Sicuramente può essere utile il fatto di mobilizzarsi il prima possibile, senza affaticarsi troppo, ma evitando la completa sedentarietà non appena le condizioni lo consentano. Si può cercare di mantenersi fisicamente attivi durante la convalescenza con attività aerobiche blande e, se le possibile, anche durante le fasi meno acute della malattia. Altri tipi di terapie, ad esempio a base di antiossidanti, tendenzialmente non hanno dato grandi risultati. Abbiamo utilizzato corticosteroidi in pazienti che avevano degli esiti radiologici polmonari importanti e spesso dopo ospedalizzazioni prolungate, ottenendo risultati variabili. Per il resto si può intervenire in modo mirato con le diverse terapie sintomatiche indicate per ciascuno dei molteplici disturbi. Ad esempio se un paziente “Long Covid” ha comparsa di cefalea, si può tentare di controllarla attraverso terapie sintomatiche come antinfiammatori o antidolorifici e si potrà agire in modo analogo per gli altri sintomi per cui esista un supporto farmacologico.
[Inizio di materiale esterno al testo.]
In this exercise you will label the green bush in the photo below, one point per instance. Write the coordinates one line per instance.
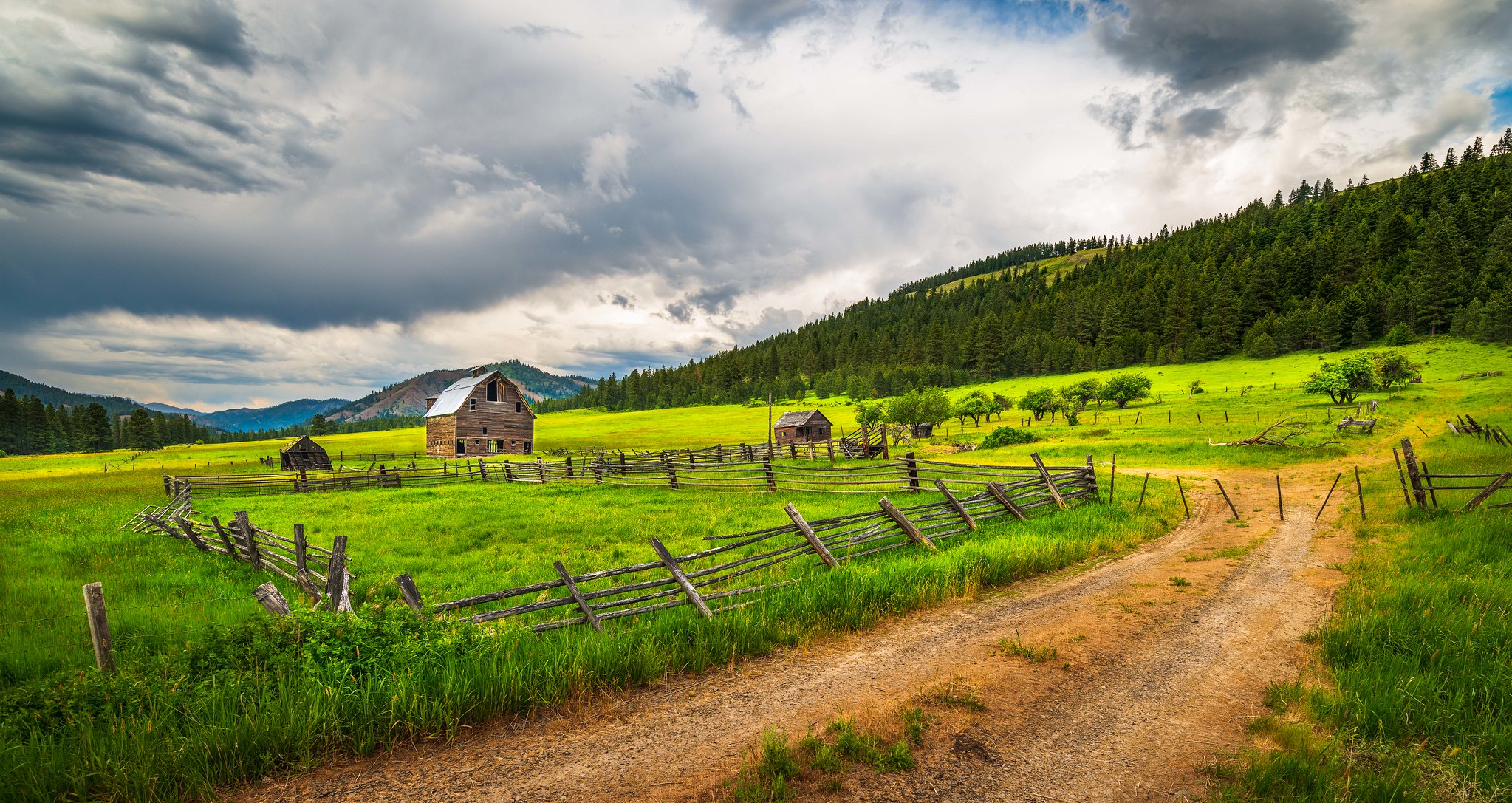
(1006, 436)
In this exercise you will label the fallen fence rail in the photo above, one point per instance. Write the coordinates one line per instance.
(708, 576)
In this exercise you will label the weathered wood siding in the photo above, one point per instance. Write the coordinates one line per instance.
(488, 427)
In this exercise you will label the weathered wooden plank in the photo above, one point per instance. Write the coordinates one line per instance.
(576, 596)
(1496, 485)
(271, 601)
(954, 504)
(909, 528)
(808, 533)
(1050, 483)
(99, 626)
(1003, 499)
(683, 580)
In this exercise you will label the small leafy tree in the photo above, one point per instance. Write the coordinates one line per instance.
(1081, 394)
(1343, 380)
(1039, 401)
(1122, 389)
(974, 406)
(1395, 371)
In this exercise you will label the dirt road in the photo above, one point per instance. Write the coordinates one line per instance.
(1151, 677)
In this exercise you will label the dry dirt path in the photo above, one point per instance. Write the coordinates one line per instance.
(1149, 681)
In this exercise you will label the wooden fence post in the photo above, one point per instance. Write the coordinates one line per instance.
(1227, 499)
(683, 580)
(808, 533)
(1003, 499)
(226, 539)
(954, 504)
(576, 595)
(336, 575)
(909, 528)
(1050, 483)
(1327, 498)
(271, 601)
(248, 539)
(1485, 493)
(1412, 474)
(1360, 491)
(99, 626)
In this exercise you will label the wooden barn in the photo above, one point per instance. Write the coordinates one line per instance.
(485, 413)
(303, 454)
(801, 427)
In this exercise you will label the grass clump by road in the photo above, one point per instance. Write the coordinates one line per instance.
(1419, 660)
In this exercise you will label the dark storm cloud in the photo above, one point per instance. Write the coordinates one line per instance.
(755, 20)
(153, 109)
(1211, 46)
(1201, 123)
(1119, 111)
(208, 27)
(941, 81)
(670, 86)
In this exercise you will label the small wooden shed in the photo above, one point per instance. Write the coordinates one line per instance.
(303, 454)
(801, 427)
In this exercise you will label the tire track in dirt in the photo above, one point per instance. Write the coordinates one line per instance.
(1151, 680)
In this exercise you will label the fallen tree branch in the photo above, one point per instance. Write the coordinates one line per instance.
(1278, 434)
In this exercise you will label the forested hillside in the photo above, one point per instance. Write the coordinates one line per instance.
(1322, 267)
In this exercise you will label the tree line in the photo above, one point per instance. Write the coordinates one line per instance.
(1319, 267)
(27, 427)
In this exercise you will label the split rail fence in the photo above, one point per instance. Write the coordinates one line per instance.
(673, 471)
(706, 580)
(1422, 488)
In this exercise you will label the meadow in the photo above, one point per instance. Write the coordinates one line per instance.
(203, 666)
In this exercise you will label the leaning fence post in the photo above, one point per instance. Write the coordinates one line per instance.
(1412, 474)
(808, 533)
(336, 575)
(909, 528)
(1361, 492)
(248, 541)
(271, 601)
(954, 504)
(683, 580)
(1227, 499)
(1050, 483)
(99, 626)
(1003, 499)
(1327, 498)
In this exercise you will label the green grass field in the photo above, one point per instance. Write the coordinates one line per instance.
(203, 667)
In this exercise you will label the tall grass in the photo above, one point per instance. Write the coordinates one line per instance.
(1419, 657)
(268, 696)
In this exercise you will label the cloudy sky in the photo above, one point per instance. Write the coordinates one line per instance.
(213, 203)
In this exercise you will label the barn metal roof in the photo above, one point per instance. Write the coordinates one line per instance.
(798, 418)
(456, 395)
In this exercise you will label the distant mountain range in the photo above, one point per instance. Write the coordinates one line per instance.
(406, 398)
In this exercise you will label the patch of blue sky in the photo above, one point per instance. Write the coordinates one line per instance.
(1048, 18)
(1502, 105)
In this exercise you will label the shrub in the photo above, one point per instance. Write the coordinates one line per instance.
(1006, 436)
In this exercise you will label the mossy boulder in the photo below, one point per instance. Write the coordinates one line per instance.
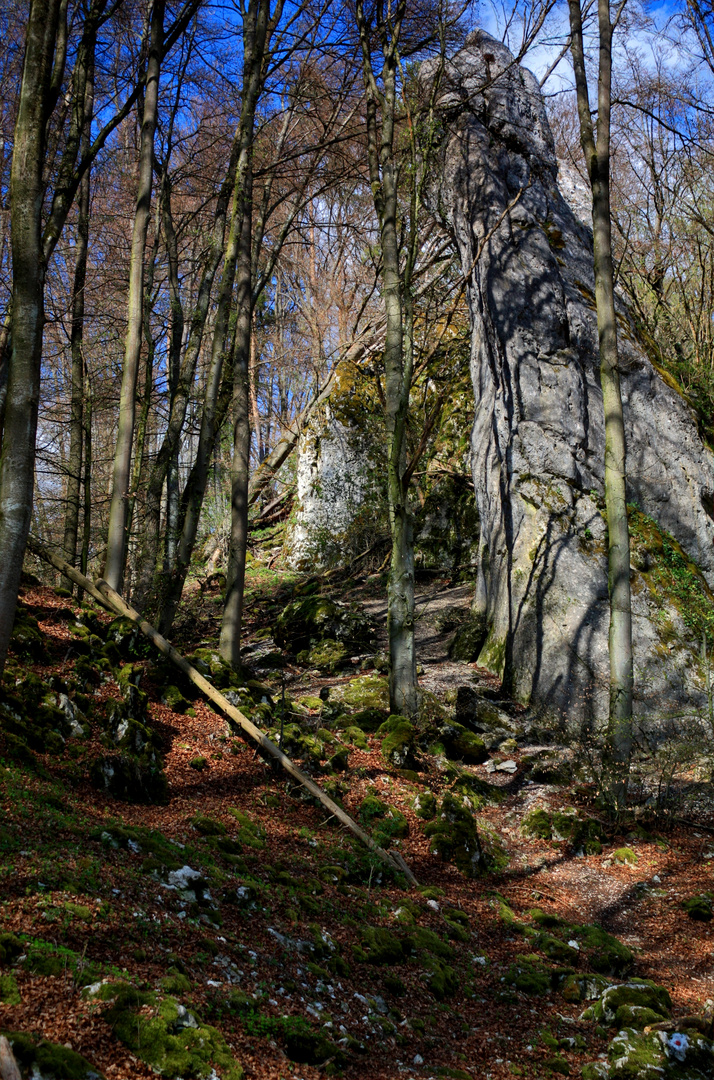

In caso di problemi più gravi, naturalmente ci sono delle terapie adatte e c’è indicazione a un follow up specialistico (ad esempio per problematiche neurologiche come le polineuropatie o cardiologiche come i disturbi aritmici, ematologiche come le trombosi, e gli esiti pneumologici).
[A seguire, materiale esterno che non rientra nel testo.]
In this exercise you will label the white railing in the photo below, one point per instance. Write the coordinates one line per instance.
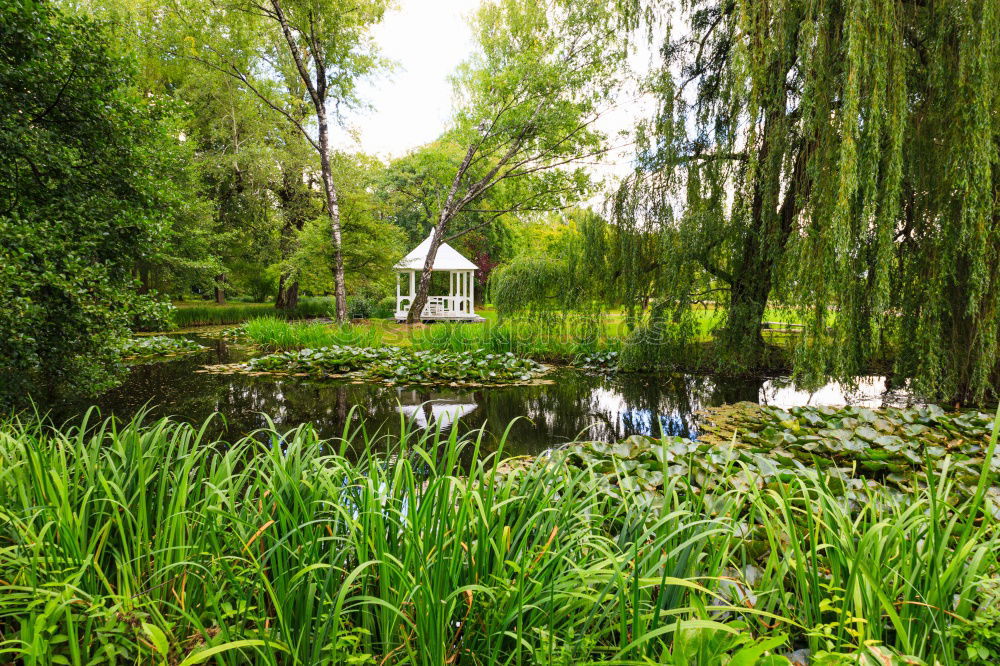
(437, 306)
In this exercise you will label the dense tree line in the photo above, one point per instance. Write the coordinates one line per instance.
(838, 159)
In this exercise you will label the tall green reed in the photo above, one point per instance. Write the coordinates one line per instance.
(152, 544)
(272, 334)
(236, 313)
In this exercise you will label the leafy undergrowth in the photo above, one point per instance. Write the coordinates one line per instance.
(124, 543)
(158, 345)
(396, 365)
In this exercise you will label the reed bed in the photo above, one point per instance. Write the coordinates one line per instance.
(271, 334)
(559, 340)
(236, 313)
(130, 543)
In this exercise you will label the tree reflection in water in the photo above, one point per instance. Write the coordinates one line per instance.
(575, 406)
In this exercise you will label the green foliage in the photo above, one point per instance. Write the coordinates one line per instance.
(837, 157)
(86, 191)
(235, 313)
(401, 365)
(279, 547)
(981, 636)
(560, 340)
(272, 334)
(372, 244)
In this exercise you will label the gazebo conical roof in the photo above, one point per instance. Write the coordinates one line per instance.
(447, 259)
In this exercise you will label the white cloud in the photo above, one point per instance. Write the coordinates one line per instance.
(427, 39)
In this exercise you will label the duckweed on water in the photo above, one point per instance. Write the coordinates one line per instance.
(158, 345)
(395, 364)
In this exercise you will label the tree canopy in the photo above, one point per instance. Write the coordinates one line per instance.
(840, 158)
(90, 184)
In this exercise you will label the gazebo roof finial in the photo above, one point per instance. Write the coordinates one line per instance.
(447, 258)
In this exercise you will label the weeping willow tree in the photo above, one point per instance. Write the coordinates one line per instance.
(840, 158)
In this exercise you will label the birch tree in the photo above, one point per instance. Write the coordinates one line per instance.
(528, 101)
(299, 57)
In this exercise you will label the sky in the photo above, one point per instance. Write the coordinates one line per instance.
(410, 106)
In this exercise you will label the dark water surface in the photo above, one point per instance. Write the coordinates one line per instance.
(577, 405)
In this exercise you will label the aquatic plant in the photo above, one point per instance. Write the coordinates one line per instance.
(602, 361)
(560, 340)
(158, 345)
(896, 446)
(397, 364)
(235, 313)
(136, 543)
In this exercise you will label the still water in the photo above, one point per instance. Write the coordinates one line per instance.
(577, 405)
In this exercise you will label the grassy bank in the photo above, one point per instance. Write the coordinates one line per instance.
(151, 545)
(207, 314)
(542, 341)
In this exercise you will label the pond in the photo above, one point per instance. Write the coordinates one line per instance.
(576, 405)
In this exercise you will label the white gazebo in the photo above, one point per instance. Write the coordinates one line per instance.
(457, 305)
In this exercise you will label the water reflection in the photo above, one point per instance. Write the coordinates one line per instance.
(574, 406)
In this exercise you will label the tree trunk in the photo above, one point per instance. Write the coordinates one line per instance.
(220, 291)
(451, 207)
(288, 296)
(333, 211)
(424, 284)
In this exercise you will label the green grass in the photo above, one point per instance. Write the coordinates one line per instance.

Molte persone colpite da Covid 19, soprattutto durante le prime due ondate, lamentavano alterazioni di gusto e olfatto anche parecchi mesi dopo la guarigione. Quanto può durare questo problema?
La durata dei disturbi di anosmia (perdita dell’olfatto), ageusia (perdita del gusto), disosmia (alterazione dell’olfatto) e disgeusia (alterazione del gusto) sono molto variabili. Sembrano dovuti a un interessamento del bulbo olfattivo nel corso della replicazione di SARS-CoV-2, quindi le tempistiche di guarigione dipendono da quanto questa regione sia stata danneggiata. Non abbiamo visto pazienti che accusassero ancora questi problemi dopo un anno dall’infezione, ma è capitato di riscontrare tali sintomi anche a 6-7 mesi dal contagio.
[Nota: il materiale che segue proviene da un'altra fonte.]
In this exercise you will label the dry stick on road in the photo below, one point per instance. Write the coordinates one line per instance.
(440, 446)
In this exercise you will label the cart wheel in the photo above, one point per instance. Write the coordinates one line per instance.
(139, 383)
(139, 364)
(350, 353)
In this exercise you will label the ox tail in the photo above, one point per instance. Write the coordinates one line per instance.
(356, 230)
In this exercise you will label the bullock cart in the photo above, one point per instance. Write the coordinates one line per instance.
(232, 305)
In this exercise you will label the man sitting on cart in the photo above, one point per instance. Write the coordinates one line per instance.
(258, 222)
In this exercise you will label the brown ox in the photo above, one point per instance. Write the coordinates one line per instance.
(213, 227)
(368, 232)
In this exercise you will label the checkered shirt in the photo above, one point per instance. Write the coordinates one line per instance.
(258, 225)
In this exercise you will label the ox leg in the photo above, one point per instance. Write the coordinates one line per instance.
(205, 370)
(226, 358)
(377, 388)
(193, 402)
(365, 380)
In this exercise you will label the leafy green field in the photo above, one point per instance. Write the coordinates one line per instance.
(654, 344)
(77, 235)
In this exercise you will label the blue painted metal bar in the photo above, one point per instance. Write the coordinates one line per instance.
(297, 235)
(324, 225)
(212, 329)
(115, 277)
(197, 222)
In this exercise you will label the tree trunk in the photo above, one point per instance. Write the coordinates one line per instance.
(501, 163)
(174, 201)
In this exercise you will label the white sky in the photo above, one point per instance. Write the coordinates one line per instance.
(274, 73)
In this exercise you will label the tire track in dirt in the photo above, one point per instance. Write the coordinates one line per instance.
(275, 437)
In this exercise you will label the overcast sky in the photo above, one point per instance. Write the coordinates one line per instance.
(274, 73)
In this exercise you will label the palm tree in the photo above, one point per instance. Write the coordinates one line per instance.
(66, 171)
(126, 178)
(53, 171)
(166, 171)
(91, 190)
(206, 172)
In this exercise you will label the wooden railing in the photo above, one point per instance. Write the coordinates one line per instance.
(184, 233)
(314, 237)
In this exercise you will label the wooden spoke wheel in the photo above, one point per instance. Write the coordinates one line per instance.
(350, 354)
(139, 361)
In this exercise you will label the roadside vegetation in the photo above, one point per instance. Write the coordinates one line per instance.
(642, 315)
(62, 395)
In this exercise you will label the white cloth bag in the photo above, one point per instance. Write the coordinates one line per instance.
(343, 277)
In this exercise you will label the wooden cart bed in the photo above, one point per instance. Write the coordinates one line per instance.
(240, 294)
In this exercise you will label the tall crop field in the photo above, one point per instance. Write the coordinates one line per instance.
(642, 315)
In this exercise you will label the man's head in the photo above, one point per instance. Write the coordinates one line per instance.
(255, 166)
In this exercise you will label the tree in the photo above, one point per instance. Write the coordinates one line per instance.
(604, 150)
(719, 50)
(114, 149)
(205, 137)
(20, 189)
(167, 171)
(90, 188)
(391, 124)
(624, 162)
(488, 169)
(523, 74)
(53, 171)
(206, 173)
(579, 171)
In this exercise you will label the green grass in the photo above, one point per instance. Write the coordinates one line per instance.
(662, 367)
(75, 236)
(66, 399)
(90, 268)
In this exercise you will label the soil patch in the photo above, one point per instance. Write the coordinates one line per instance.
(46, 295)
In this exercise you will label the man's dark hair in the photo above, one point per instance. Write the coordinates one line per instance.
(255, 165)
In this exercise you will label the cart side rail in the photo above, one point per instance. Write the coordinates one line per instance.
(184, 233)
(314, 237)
Esiste una cura che permetta di risolvere questi disturbi il prima possibile?
Basandoci sulla letteratura e sulla nostra esperienza non sembrano esserci rimedi specifici per la prolungata alterazione di gusto e olfatto. È come se ci fosse una sorta di stupor neurologico a cui va dato il tempo adeguato per riprendersi, ma per quanto ne sappiamo al momento non ci sono terapie neuroprotettive o a base di integratori utili a ripristinare queste funzioni. L’unico consiglio può essere quello di preferire pietanze che non siano associate a un sapore sgradevole per chi ha un’alterazione del gusto.